Sequoia Magic Loop is an S&S - Sansei Technologies inverted Screaming Squirrel steel roller coaster located in Gardaland, Italy. The ride opened in 2005 with the name Sequoia Adventure. Riders spent a considerable time inverted, with 3 'saxophone' inversions where the cars turned 180 degrees onto a flat inverted section of track.

The ride closed in June 2017 because of mechanical issues and was scheduled to reopen in 2018. The technical problems however were very hard to solve. The ride remained closed for the 2018 season.

However, in November 2018, it was confirmed by Gardaland that the ride would reopen in 2019 with a magic theme and a new name, Sequoia Magic Loop. The ride closed again in 2021 due to unclear reasons.

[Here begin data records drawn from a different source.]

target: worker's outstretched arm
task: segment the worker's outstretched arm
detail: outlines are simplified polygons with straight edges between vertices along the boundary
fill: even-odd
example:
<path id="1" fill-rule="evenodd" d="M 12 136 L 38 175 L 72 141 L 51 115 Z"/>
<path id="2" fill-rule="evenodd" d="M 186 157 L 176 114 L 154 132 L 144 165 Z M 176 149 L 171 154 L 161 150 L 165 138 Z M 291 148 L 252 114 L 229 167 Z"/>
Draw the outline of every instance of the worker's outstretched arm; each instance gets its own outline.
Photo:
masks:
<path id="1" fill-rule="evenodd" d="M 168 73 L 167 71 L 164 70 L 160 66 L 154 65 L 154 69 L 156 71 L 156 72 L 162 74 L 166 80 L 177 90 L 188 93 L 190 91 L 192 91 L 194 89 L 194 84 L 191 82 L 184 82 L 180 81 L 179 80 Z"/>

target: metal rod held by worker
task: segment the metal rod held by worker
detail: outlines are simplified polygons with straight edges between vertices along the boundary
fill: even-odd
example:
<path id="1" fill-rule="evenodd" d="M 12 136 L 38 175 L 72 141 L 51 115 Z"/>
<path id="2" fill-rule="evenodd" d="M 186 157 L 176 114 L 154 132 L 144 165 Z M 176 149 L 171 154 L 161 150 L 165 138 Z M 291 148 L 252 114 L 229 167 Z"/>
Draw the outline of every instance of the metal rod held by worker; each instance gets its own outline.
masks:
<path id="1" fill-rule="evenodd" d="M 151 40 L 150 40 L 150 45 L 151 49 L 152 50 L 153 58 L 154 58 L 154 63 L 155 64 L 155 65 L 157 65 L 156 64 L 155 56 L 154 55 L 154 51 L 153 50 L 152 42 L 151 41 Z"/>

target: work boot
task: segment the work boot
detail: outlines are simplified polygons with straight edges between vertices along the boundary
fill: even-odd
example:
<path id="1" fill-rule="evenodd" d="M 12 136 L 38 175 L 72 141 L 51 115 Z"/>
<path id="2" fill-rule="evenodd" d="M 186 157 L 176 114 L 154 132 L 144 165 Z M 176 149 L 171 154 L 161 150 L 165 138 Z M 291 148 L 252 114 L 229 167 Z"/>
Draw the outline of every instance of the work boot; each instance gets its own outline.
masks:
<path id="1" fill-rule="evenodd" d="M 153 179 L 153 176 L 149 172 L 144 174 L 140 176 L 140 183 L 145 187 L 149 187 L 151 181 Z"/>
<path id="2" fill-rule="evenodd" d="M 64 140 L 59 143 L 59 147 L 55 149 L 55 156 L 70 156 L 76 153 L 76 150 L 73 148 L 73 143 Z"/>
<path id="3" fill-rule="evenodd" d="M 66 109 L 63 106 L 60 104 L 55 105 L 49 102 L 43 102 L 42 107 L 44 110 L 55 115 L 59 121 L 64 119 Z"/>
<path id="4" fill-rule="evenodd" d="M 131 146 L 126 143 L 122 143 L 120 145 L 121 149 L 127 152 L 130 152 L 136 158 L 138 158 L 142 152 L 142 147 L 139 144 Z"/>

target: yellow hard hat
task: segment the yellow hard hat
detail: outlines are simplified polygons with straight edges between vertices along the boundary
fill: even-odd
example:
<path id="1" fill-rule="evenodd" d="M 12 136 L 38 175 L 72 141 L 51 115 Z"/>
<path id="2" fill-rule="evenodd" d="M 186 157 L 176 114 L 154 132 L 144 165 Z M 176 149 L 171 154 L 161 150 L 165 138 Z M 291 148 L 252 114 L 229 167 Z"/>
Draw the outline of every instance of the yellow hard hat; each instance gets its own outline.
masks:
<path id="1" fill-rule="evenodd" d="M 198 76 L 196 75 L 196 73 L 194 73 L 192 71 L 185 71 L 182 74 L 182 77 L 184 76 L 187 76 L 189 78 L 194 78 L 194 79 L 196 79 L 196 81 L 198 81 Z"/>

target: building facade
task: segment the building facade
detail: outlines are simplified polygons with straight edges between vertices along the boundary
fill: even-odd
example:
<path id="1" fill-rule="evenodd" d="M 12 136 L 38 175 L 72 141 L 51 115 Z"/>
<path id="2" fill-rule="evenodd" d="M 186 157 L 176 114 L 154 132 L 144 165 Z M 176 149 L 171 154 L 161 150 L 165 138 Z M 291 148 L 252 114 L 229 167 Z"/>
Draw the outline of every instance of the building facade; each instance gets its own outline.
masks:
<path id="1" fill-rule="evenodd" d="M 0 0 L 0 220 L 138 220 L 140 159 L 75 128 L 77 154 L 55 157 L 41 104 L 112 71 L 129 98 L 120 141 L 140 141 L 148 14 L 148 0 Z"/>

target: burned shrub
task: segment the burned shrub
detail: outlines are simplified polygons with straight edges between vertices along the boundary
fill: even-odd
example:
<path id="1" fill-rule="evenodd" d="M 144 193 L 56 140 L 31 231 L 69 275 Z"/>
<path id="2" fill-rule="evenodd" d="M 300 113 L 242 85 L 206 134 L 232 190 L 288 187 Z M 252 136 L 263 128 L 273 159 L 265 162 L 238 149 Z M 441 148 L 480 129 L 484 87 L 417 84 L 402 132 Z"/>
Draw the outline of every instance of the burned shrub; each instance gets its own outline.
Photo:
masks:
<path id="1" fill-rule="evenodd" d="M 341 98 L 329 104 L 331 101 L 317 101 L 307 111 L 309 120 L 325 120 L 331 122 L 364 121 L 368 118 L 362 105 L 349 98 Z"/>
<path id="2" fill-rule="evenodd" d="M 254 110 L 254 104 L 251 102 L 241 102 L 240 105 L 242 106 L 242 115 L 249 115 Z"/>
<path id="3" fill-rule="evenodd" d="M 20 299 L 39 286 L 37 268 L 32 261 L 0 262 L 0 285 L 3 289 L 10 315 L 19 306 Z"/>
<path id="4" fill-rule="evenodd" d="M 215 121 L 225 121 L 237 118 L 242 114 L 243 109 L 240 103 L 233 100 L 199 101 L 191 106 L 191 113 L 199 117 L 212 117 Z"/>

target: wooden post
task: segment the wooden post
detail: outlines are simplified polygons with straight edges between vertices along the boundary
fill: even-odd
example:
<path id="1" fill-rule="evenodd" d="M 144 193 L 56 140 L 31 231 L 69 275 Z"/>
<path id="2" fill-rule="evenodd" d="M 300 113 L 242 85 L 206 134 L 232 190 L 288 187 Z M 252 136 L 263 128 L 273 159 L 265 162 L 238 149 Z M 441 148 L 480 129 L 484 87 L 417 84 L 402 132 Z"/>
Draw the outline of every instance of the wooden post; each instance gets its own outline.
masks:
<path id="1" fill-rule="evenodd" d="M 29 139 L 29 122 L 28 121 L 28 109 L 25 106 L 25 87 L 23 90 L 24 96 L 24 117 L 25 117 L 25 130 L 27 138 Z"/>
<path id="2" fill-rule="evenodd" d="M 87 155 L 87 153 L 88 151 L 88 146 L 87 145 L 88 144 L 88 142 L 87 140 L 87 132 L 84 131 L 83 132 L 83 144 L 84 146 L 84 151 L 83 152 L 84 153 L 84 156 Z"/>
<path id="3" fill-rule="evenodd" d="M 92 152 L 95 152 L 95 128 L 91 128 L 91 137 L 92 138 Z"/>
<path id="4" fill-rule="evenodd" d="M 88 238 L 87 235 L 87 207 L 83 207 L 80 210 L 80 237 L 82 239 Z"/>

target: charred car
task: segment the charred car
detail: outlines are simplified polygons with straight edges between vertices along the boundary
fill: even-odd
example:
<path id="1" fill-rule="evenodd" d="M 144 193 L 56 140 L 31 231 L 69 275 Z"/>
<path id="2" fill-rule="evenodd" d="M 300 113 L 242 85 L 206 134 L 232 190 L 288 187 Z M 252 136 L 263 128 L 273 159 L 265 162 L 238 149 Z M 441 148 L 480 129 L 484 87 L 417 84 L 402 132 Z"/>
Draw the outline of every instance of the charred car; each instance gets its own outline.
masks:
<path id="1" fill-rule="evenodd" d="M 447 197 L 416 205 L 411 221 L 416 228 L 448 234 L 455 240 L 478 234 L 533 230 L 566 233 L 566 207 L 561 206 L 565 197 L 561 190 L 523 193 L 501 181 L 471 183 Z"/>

In December 2022, the park filed for an application/permit to remove the ride.

Ride experience
After departing the station, the car made a 180 degree right turn and began to climb the 98.4ft lift hill. After reaching the top, it then went along a short straight piece of track before entering the first saxophone inversion. The car then came out of the inversion, went along another straight piece of track and proceeded to do the same thing again. After exiting the second inversion, it travelled along a small airtime hill before doing one more saxophone inversion. It then proceeded to do a 180 degree right turn back to the station.